Soldiers of Special Services Group march past during a ceremony of Pakistan National Day. PHOTO: APP

Soldiers of Special Services Group march past during a ceremony of Pakistan National Day. PHOTO: APP

Pakistan’s elite special forces unit, army’s Special Services Group (SSG) has been listed as the best special forces group, ahead of units such as the US Navy SEALs and the British Special Air Service group.

The list, by Business Insider Australia ranked Pakistani commandos as the best of the nine top elite forces from around the world.

Called the ‘Black Storks’, due to the unique headgear worn, soldiers in the unit have to complete a 36-mile march in just 12 hours and a five-mile run in 20 minutes in full gear.

For operational reference, it mentioned the 2009 operation that the SSG conducted to rescue the 39 people held hostage by suspected Taliban militants who had attacked the army’s headquarters in Rawalpindi.

The SSG have been deployed in a number of operations in Pakistan from prison takeovers to fighting terrorists in North Waziristan.

Other forces making the list

Coming in second on the list were Spain’s Naval Special Warfare Force, and was called as one of Europe’s best respected special forces.

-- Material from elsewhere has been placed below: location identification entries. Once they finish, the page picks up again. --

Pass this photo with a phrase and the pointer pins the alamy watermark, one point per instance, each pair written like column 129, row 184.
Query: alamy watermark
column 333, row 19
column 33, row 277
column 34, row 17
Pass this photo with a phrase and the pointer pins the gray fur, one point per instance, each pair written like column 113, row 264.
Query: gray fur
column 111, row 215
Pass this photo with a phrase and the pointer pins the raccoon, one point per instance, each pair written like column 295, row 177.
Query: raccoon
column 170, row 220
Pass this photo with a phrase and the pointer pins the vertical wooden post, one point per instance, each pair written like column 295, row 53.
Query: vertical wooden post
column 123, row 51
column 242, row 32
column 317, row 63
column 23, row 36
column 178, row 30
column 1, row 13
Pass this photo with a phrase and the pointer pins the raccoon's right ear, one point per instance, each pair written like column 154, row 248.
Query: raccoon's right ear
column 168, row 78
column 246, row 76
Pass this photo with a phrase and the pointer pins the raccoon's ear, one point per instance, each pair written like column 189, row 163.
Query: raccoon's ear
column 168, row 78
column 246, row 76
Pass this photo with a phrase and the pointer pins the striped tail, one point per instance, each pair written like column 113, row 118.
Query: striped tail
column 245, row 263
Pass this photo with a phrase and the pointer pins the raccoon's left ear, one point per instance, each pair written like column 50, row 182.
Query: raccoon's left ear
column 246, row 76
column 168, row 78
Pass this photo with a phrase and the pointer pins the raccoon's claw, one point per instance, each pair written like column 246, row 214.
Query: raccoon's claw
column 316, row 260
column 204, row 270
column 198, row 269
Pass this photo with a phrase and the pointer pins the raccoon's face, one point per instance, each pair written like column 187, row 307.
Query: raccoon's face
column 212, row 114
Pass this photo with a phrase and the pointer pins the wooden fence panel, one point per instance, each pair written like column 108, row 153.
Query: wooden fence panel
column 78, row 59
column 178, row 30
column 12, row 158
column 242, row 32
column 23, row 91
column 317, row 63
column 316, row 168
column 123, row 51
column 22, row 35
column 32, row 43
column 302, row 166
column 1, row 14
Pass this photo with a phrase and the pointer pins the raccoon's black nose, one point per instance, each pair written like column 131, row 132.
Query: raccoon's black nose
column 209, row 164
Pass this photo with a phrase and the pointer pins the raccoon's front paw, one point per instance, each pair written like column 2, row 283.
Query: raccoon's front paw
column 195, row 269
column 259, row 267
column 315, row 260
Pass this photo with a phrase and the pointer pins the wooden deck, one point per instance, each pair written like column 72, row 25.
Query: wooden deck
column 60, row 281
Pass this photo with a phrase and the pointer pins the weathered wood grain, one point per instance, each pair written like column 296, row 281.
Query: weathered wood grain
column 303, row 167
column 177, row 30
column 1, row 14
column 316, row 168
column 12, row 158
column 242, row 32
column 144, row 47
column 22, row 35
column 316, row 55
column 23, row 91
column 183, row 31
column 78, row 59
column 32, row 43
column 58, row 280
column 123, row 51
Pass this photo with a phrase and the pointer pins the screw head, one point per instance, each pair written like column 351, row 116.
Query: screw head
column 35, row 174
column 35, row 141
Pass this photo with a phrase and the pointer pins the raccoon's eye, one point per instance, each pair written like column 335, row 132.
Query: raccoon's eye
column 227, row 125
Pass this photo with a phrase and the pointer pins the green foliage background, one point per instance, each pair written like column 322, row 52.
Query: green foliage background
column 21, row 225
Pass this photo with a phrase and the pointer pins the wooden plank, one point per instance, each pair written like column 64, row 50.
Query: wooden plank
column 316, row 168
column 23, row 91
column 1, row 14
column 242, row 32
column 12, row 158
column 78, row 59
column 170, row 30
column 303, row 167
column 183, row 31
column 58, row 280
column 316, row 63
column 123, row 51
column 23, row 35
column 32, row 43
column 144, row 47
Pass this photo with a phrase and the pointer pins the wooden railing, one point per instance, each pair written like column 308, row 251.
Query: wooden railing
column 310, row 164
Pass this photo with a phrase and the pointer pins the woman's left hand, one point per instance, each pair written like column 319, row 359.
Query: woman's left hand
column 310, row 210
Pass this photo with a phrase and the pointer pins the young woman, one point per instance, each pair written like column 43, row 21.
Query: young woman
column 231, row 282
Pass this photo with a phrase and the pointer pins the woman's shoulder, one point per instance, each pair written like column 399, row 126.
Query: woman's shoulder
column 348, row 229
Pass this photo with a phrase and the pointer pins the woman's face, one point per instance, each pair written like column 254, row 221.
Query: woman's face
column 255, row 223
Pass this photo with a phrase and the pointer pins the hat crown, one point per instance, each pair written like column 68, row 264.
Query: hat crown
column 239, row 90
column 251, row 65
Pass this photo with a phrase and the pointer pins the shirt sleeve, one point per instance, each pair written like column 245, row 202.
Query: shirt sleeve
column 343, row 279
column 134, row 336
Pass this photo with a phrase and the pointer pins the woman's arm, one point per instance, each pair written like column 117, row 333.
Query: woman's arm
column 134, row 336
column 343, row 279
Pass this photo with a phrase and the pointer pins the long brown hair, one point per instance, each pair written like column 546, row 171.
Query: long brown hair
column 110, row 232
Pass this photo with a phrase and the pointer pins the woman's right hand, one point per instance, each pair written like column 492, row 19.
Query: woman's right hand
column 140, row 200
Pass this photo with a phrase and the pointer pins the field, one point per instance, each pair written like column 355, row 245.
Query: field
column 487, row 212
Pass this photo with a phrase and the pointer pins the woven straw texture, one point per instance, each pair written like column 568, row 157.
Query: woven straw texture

Next in line was Russia’s Naval Special Warfare Force ‘Alpha Group’, serving as the nation’s elite anti-terrorism unit.

France’s fabled 200-strong National Gendarmerie Intervention Group (GIGN), trained especially to respond to hostage situations, came in on four.

Israel’s Sayeret Matkal made it to the fifth spot. Its primary purpose is intelligence-gathering and operating deep behind enemy lines. Along with Mossad, it is suspected to have aided in carrying out a hit in Dubai using falsified passports.

The British Special Air Service (SAS), who have the famous motto ‘Who dares wins’, were listed on number six.

The UK equivalent of the Navy SEALs, Special Boat Service, came in on number seven. The unit specializes in intense training and interrogation.

The US Navy SEALS, a special unit of which carried out Operation Neptune Spear to kill Osama bin Laden in Abbottabad in 2011 were listed on eight.

To join the SEALS, one has to prove they are the toughest warriors around and they are asked to prove this by completing a minimum of 42 push-ups in two minutes, 50 sit-ups in two minutes, and run 1.5 miles in 11 minutes before they even start training.

Read: The phantom soldiers

The last one on the list are the US Marines. It is an odd listing since they are not considered an elite unit.

They have a reputation for being pretty tough in their own right.

Marines undergo weeks of rigorous training exercises specially designed to overcome those who cannot hit their exacting standards.